When I got back to the hotel, first back to the room I was sharing with Jem, I stood between the bed and the cheap dresser by the window and then crouched down to the ground, tucked myself into a ball and pounded my head with my fists. I couldn’t understand how anyone could let himself become so bereft of responsibility for anything and yet write songs of such incisive beauty, full of chastening pity for the human condition.

*

Depending on whom we talked to, our gig at Trinity College in Dublin had been cancelled because of a protest at the University or because the Students’ Union had bottled out of putting on our gig. Either way, the venue was changed to a club called McGonagle’s on Anne Street for the following night. We had a day off. I drank whiskey and reds all afternoon in the hotel bar. It was dusk when I staggered up Grafton Street under a triumphal arch into St Stephen’s Green. Willows draped the walkways and water birds shunted about. The road alongside the Royal Canal crawled with traffic. Reeds choked the canal. Somehow I ended up back in Grafton Street and drinking whiskey and red in Kehoe’s with its moulded ceiling and bar dividers. McDaid’s was crowded. I sat at a table with Jem and a couple of students. Jem laughed at how drunk I was. The tabletops were scrubbed oak. Every inch of wall was filled with framed pictures. The only one I recognised was James Joyce. People kept going on about Brendan Behan. A journalist from Hot Press magazine reckoned we could all breeze into a club called The Pink Elephant because of who we were. We squeezed arse to arse into cabs.

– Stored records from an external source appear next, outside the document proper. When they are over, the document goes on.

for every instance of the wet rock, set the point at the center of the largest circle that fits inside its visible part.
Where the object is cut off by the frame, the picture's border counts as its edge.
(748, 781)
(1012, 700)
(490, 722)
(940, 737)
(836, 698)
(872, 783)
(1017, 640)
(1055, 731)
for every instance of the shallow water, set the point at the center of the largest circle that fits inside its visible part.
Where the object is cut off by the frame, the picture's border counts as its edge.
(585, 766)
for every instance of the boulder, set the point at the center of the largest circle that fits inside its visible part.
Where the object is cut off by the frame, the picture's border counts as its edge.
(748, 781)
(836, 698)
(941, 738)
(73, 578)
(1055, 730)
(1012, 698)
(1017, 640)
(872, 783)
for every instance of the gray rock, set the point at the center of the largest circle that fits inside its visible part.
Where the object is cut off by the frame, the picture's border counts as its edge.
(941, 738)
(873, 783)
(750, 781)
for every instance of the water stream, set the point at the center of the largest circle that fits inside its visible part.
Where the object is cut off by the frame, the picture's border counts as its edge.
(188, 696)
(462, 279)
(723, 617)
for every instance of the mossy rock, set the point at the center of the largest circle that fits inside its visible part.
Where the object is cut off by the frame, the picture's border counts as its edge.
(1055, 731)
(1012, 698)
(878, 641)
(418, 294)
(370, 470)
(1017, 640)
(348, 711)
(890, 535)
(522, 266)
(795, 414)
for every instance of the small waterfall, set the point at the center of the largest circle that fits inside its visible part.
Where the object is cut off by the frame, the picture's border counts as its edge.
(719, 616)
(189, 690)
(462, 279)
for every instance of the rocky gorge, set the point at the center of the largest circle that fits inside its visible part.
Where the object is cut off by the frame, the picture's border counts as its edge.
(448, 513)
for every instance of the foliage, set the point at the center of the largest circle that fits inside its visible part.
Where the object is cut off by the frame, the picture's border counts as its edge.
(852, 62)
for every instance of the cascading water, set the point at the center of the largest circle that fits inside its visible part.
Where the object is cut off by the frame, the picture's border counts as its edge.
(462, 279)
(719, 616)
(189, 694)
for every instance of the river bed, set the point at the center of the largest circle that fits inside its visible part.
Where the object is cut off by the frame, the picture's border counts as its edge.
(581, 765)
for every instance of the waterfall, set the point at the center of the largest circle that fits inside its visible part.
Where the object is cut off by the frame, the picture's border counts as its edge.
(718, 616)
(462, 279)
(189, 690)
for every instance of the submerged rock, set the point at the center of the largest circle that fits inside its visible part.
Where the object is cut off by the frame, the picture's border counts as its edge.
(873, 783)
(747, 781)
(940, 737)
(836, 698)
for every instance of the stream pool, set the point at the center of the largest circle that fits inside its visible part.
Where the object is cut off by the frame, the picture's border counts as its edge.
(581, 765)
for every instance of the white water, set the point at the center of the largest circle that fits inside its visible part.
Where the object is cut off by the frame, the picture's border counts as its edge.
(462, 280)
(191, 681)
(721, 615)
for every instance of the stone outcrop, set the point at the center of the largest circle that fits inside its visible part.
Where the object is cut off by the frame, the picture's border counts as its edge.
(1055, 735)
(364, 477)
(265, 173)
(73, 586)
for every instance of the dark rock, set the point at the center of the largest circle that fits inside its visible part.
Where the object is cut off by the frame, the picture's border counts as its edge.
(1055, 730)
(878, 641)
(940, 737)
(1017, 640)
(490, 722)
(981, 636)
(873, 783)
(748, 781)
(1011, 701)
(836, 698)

The club was dowdy, concussive with music and full of people who knew of somewhere else to go.

The next day, I took the DART out to Howth. I looked out over the estuary – the flashings of the Poolbeg power station chimneys, the distant lattices of cranes under the dappled sky. I climbed up Howth Head, my shoes crunching on the granular quartz on the paths. Up on the top, I breathed in lungfuls of salt air blowing off the sea out of the mist. I wanted to go home. I dreaded McGonagle’s.

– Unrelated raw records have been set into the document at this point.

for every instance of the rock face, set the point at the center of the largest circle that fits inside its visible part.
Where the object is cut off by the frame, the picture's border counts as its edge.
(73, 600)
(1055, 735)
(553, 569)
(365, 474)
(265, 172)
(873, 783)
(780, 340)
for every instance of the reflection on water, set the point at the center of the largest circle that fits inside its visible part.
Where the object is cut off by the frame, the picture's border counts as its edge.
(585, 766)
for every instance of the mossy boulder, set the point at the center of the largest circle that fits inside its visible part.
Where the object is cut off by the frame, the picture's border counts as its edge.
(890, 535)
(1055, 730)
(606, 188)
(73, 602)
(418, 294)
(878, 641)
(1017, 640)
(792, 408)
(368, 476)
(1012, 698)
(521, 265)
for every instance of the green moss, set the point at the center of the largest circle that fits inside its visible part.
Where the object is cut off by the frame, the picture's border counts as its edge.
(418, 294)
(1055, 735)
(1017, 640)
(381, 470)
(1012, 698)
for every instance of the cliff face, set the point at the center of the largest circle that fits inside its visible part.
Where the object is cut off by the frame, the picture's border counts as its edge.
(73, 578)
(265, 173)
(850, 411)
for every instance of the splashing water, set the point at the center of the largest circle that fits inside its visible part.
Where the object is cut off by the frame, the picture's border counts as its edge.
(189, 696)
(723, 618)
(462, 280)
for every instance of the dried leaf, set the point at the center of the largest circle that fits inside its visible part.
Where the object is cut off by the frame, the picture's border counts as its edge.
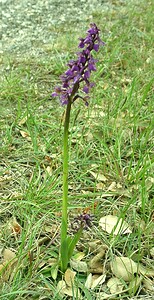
(115, 285)
(98, 176)
(8, 255)
(25, 134)
(79, 256)
(145, 271)
(69, 277)
(124, 267)
(15, 227)
(79, 266)
(115, 225)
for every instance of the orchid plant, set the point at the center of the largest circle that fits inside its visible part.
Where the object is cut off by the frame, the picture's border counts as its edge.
(75, 84)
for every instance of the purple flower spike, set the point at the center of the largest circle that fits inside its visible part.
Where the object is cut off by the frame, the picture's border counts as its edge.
(77, 76)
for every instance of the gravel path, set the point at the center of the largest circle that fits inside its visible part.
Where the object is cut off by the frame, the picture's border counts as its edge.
(28, 25)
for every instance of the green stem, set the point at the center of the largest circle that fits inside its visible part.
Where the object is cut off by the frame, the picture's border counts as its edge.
(65, 173)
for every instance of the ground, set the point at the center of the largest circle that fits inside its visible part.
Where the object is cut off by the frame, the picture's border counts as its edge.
(111, 151)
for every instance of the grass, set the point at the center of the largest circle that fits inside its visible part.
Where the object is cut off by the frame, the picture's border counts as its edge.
(113, 137)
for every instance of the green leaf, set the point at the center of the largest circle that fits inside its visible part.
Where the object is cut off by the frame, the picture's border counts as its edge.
(73, 243)
(64, 255)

A line of punks squirmed forward against the chests of the bouncers along the front of the stage, behind them a crush of puce faces and wet hair. The first song, ‘Greenland Whale Fisheries’, seemed to send a charge through the crowd. In one mass, they jumped, staggered backwards and rushed forwards, pitched sideways. Heads shook, bodies cavorted. Here and there shoulders twisted to free an arm, but to my relief only to wave or let loll over someone’s shoulder. Though I stared down the keyboard of the accordion, I watched the audience, bracing for a repeat of the gig in Carlow. Now and again a bouncer rammed the pistons of his forearms into the crowd to push them away. Otherwise, nothing happened until we were clearing up after the set and people were leaving. The two bouncers in the middle of the apron, relaxing now that the compression had eased, let a kid through to collapse with his forearms on the stage and his head buried in them. Just as Jem came to the edge to pull the cables out of his DI box, the kid’s arms opened up like a claw, wrapped around Jem’s legs and started to pull him off the stage. Jem shouted. The bouncers detached the kid and hauled him away.

Afterwards, in the dressing room, Spider shouted:

‘See? Dublin loves us. It loves us so much it wanted to keep our banjo player!’